На кухне на плите стоял еще теплый чайник, на столе лежали мамина Библия, а чуть поодаль раскрытый блокнот Ксюты. «Наверное, пили чай перед уходом, мама читала, а Ксюта записывала в блокнот», — подумала Ольга. Вспомнив, как когда-то в детстве они с сестрой любили гадать на книгах, она взяла в руки томик и раскрыла его. Библия открылась на тринадцатой главе Первого послания апостола Павла к христианам Коринфа. «Если имею дар пророчества, и знаю все тайны, и имею всякое познание и всю веру, так что могу и горы переставлять, а не имею любви, — то я ничто… — с волнением, как мамино благословение перед дальней дорогой и последующим ненастьем судьбы, прочла Ольга. — А теперь пребывают сии три: вера, надежда, любовь; но любовь из них больше».

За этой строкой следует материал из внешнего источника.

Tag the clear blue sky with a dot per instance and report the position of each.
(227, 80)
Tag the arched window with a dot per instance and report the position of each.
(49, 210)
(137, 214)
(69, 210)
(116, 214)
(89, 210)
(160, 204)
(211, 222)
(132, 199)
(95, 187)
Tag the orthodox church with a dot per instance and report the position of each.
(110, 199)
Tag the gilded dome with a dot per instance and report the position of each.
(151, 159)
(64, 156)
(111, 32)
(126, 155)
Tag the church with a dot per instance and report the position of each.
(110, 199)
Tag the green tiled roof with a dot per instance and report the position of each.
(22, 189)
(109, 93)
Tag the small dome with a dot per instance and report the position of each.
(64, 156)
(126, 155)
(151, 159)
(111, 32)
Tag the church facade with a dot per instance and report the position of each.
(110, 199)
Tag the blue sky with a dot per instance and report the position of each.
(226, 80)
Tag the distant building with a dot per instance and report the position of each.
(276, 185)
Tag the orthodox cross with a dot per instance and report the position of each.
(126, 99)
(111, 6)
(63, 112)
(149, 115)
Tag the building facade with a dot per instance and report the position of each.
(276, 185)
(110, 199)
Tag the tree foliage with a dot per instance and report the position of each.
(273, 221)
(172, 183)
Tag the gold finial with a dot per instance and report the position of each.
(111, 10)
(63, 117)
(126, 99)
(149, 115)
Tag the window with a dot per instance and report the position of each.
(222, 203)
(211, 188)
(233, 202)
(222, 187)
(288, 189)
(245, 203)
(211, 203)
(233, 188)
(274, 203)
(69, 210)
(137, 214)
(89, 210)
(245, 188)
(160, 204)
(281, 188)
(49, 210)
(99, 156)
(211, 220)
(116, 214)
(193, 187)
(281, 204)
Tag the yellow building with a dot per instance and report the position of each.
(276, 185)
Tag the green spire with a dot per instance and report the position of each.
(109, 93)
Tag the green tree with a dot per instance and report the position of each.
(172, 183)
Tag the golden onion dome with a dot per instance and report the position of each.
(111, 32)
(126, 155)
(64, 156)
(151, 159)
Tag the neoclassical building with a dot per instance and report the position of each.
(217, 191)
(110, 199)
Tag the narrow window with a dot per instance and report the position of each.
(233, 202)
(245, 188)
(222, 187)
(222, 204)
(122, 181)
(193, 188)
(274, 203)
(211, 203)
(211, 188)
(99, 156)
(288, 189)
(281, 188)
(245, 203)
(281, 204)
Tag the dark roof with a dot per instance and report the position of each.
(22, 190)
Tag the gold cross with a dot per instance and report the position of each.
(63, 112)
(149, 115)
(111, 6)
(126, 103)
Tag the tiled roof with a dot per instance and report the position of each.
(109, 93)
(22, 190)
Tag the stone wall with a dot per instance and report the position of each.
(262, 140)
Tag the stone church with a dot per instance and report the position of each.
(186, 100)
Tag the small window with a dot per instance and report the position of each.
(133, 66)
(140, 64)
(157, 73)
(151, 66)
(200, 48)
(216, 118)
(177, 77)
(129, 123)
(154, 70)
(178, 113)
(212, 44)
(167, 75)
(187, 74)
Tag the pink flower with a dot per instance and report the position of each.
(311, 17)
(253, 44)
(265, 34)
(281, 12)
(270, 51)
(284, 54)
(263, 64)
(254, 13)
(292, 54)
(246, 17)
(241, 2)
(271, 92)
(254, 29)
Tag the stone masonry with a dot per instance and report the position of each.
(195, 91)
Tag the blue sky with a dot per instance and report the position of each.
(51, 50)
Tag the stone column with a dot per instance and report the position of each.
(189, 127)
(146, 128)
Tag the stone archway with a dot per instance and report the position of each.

Она взглянула на часы — стрелки неумолимо отмеряли отпущенный ей лимит. Ольга вырвала лист бумаги из блокнота Ксюты — надо написать родным прощальное письмо. Но что им сказать, как найти единственно правильные слова, чтобы родные смогли понять ее и простить, она не знала. Тяжелый вздох — ну теперь уж как выйдет. Всю тяжесть вины и боль не уместить в скупые строки.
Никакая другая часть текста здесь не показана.